KALTE STRÖMUNG LESEPROBE  


Schneller, sie hatte keine Zeit. Sie musste sich beeilen. Mit weiten Schritten lief sie den einsamen Strandweg entlang, auf dem Rücken einen kleinen Rucksack, vor der Brust in einem Tuch ihr Baby. Immer wieder schaute sie sich um.
Hatte er mitbekommen, dass sie das Haus verlassen hatten?
Nein, er hatte im Bett gelegen und geschnarcht. Genauso, wie sie es geplant hatte. Um sicherzugehen, dass er ihrem Vorhaben nicht im Weg stand, hatte sie ihm am Abend sogar etwas Schlafmittel in den Wein geträufelt.
Trotzdem.
Es blieb das Gefühl, dass er jeden Moment hinter ihr auftauchen konnte. Oder plötzlich vor ihr auf dem Weg wartete. Mit seinem schiefen Lächeln voller Spott und Verachtung. Einem Lächeln, das gleichzeitig auch seine kranke Liebe für sie zeigte. Seine Besessenheit. Und die Angst, sie zu verlieren.
Wie sie dieses Lächeln hasste.
Sie schaute nach oben in den Himmel. Nachdem der Tag so freundlich und sonnig begonnen hatte, schoben sich seit dem Abend vom Meer her graue Wolken übers Land. Ein böses Omen dafür, dass ihre Flucht scheitern würde? Sie schüttelte den Kopf. Nein, so war es perfekt. Eine klare, helle Nacht konnte sie überhaupt nicht gebrauchen.

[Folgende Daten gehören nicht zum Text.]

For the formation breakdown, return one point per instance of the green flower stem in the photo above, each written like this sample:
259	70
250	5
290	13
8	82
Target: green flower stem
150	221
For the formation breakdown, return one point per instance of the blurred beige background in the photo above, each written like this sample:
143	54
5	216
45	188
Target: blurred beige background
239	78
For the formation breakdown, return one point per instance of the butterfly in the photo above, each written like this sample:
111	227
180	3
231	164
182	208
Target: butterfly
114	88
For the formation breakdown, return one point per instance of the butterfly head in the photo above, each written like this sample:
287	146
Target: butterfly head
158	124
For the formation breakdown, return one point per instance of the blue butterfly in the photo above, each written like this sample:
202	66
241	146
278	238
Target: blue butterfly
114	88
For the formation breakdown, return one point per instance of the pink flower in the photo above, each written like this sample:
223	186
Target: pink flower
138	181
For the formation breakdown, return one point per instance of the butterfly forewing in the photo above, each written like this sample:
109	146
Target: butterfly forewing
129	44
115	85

Zum wiederholten Mal tastete sie in den Taschen ihrer Jacke nach den Papieren und dem Geld. Hatte sie nichts vergessen? Etwas übersehen? Egal, Schluss mit der Grübelei, sie musste jetzt nach vorne schauen. Ins Haus konnte sie sowieso unmöglich noch einmal zurückkehren.
Und das Wichtigste trug sie an ihrer Brust. Verliebt schaute sie auf ihr Baby, sog den vertrauten süßen Duft ein. Kaum zu glauben: Der Kleine war wach, gab jedoch keinen Pieps von sich, sondern blickte sie nur mit seinen großen, weisen Augen an. Ob er begriff, dass es sich nicht um einen normalen Ausflug handelte? Dass er genau wie sie in großer Gefahr schwebte?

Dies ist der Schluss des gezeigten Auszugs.